In addition to her litigation practice, Rachel drafts and reviews employee handbooks, employment agreements, non-competition agreements, separation agreements, and other personnel documents. She regularly advises clients regarding workplace issues and compliance with the FMLA, FLSA, WARN Act, the Affordable Care Act, and other employment laws. Rachel also has extensive experience in conducting independent investigations. 

A frequent speaker, Rachel often writes articles on developing issues in labor and employment law for client-focused publications, legal industry news outlets, and the firm’s employment law blog

Rachel is a member of the Labor and Employment Law Sections of the American Bar Association and the Federal Bar Association. She is also a member of the Orange County Bar Association, having served as Chair of the Labor and Employment Law Committee. Rachel is active in the Litigation and Employment Law Group of Meritas, a global alliance of independent law firms. 

She also serves as Executive Vice President of Congregation Ohev Shalom and Vice President, Legal of TOP Jewish Foundation. 

Morey

A Florida Supreme Court Certified Circuit Civil Mediator, Morey Raiskin works in the firm’s Labor & Employment Group.


Over the past 38 years, Morey has represented management of both large and small employers. He has successfully litigated cases in state and federal courts and represented clients in administrative proceedings involving the EEOC, DOL and FCHR. Morey also serves as an advisor to his clients, counseling them on virtually any workplace issue they may confront.

Morey develops non-compete and employment agreements, personnel policies, employment application forms, employee handbooks, and counsels clients on wage and hour, discrimination, WARN Act planning and union avoidance strategies. He litigates these same issues in state and federal courts or in administrative proceedings before the EEOC, U.S. Department of Labor or the Florida Commission on Human Relations.

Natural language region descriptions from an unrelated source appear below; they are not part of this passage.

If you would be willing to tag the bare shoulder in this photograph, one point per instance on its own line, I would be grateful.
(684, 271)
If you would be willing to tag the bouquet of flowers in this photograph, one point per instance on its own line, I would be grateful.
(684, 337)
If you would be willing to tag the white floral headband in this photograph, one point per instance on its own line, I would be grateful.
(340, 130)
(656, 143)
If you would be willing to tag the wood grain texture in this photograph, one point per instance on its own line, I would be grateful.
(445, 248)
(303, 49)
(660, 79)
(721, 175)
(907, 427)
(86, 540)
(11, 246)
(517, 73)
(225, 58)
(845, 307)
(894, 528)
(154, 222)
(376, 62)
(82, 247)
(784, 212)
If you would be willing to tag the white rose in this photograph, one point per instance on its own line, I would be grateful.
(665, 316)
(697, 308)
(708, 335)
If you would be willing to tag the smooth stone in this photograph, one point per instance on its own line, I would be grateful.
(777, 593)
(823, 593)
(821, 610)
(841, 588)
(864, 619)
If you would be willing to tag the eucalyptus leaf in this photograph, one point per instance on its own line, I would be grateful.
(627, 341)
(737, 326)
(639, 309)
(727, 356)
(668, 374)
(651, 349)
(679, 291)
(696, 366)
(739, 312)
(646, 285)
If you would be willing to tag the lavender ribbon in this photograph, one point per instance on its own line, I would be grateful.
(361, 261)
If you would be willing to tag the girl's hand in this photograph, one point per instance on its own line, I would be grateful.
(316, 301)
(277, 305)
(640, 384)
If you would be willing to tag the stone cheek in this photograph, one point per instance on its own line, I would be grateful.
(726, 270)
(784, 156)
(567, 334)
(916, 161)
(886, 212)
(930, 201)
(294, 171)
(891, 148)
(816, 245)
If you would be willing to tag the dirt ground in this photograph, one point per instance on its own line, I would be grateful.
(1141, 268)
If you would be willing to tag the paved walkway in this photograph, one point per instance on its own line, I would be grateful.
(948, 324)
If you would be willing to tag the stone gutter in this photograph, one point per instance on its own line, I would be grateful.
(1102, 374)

Morey began practicing law in Las Vegas, Nevada, before moving to Orlando in 1984. In 1986, he accepted an in-house opportunity with a diversified publisher, Harcourt Brace Jovanovich, eventually becoming Lead Labor and Employment Counsel and Administrative Vice President of its wholly-owned subsidiary, Sea World. In 1990, Morey returned to private practice and has served in a myriad of roles, including as a shareholder and chair of the Labor and Employment Law Group at Lowndes from 1990—2012.